A Virginia winery is, typically, located on the tourist trail with vines planted near the winery but grapes also bought in from other growers. For this reason perhaps, much blending. I left Virginia without much grasp of the six sub AVAs Eastern Shore (on a spit sticking out into the Atlantic), Monticello, North Fork of Roanoke, George Washington Birthplace, Rocky Knob and Shenandoah Valley. Most producers seem to use the general catch-all Virginia AVA.

The terrain is dominated by the beautiful Blue Ridge Mountains, which run north-east to south-west and soils are very varied but include limestone, shale, sandstone and red clays on a granite base.

The biggest companies are, in roughly declining order, Williamsburg, Château Morisette, Barboursville, Prince Michel and Horton – although Kluge, recently acquired by Donald Trump, is expected to start making a noise once more. And a newcomer, Rutger de Vink, is expected to make waves for the sheer quality of the first offerings from his RdV Vineyards.

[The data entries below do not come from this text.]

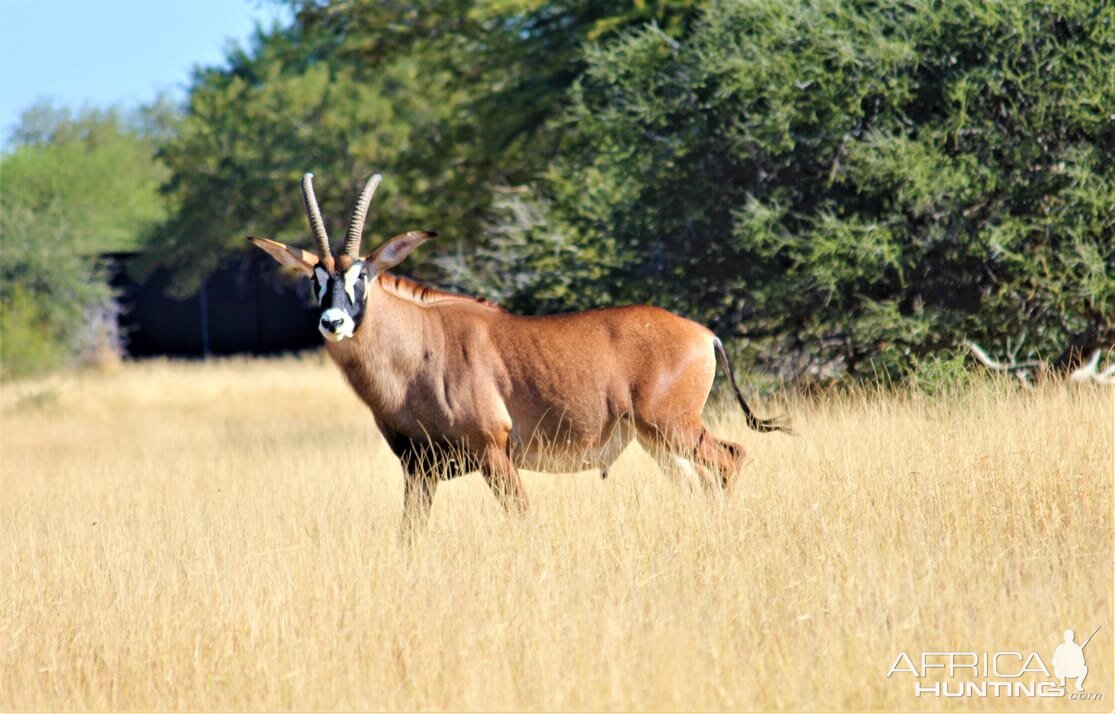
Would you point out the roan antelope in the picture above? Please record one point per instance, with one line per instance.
(456, 384)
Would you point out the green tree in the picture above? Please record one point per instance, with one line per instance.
(841, 187)
(71, 186)
(447, 98)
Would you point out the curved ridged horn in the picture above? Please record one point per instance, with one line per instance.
(314, 213)
(359, 213)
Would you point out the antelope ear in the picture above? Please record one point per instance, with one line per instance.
(291, 258)
(395, 251)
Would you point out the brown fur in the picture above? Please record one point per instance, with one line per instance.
(456, 384)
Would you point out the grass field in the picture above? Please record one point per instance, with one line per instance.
(223, 537)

Summers are hot and humid so there are many challenges for vine growers. Many a grape is picked in August but then autumn arrives fairly decisively and it can be difficult to ripen a late-ripening variety such as Cabernet Sauvignon on some sites.

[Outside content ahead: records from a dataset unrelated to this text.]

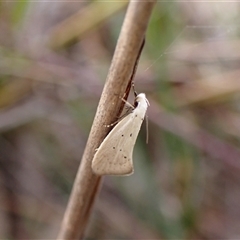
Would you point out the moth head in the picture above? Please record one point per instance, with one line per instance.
(141, 97)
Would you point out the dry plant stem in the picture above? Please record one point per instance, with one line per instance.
(86, 183)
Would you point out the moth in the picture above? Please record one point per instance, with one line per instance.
(114, 155)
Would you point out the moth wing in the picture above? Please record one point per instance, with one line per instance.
(114, 156)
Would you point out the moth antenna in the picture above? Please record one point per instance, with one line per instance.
(147, 132)
(135, 93)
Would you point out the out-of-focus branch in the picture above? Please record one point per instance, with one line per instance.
(85, 20)
(86, 183)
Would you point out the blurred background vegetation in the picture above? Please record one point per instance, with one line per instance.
(186, 181)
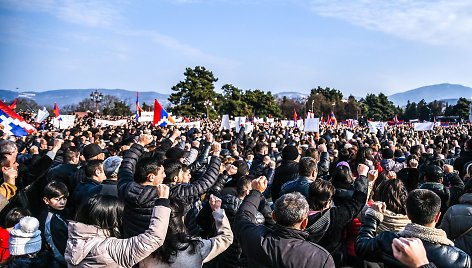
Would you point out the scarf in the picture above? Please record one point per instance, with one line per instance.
(431, 235)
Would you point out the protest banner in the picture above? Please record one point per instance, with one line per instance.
(423, 126)
(312, 125)
(225, 122)
(100, 122)
(65, 122)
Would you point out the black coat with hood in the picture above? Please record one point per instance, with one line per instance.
(275, 247)
(139, 199)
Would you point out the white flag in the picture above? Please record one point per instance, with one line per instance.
(423, 126)
(225, 122)
(42, 114)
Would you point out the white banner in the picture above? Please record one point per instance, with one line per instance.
(42, 114)
(239, 121)
(67, 121)
(349, 135)
(377, 125)
(100, 122)
(300, 123)
(248, 128)
(146, 117)
(287, 123)
(423, 126)
(258, 120)
(195, 124)
(225, 122)
(312, 125)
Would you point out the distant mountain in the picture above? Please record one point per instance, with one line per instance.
(291, 95)
(73, 96)
(446, 92)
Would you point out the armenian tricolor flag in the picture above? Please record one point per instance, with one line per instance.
(13, 123)
(161, 117)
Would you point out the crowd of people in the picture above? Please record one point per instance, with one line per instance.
(139, 195)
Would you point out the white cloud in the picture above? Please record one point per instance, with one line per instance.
(86, 12)
(436, 22)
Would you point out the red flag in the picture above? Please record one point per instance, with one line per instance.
(13, 105)
(161, 116)
(57, 112)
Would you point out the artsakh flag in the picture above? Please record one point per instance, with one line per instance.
(161, 117)
(138, 107)
(57, 112)
(13, 123)
(13, 105)
(332, 119)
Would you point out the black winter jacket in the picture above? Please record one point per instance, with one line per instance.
(459, 163)
(326, 227)
(378, 248)
(277, 247)
(287, 171)
(63, 173)
(449, 195)
(29, 194)
(258, 168)
(139, 199)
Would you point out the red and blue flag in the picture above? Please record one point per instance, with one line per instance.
(13, 123)
(161, 117)
(138, 107)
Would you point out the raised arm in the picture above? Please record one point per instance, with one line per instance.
(224, 235)
(128, 252)
(130, 158)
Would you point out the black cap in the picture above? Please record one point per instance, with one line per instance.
(91, 150)
(433, 173)
(175, 153)
(290, 152)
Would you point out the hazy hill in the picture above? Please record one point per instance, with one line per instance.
(447, 92)
(73, 96)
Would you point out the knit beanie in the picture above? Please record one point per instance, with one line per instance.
(290, 152)
(387, 153)
(111, 166)
(25, 238)
(91, 150)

All wines I tasted were made very competently and tended to have refreshing acidity and well handled oak, even if few had real density of flavour. I don't know whether this is because yields were too high, grapes picked too cautiously early or perhaps a more complex viticultural or oenological reason. Viognier apparently holds on to its acidity well here but tends to overcrop. The picture top left shows the lyre canopy for Horton's Rkatsiteli vines immediately in front of the tourist-aimed winery pictured above. 'Our big issue is humidity, which is why we give the vine room to grow in a divided canopy', according to Dennis Horton. He is a great innovator, makes a sparkling version of Viognier, also grows Tannat and Pinotage, and, like one or two other Virginia producers, has developed Xoco, a wine with added chocolate flavours which I must say was not up my street but are apparently hugely popular with many of those million tourists.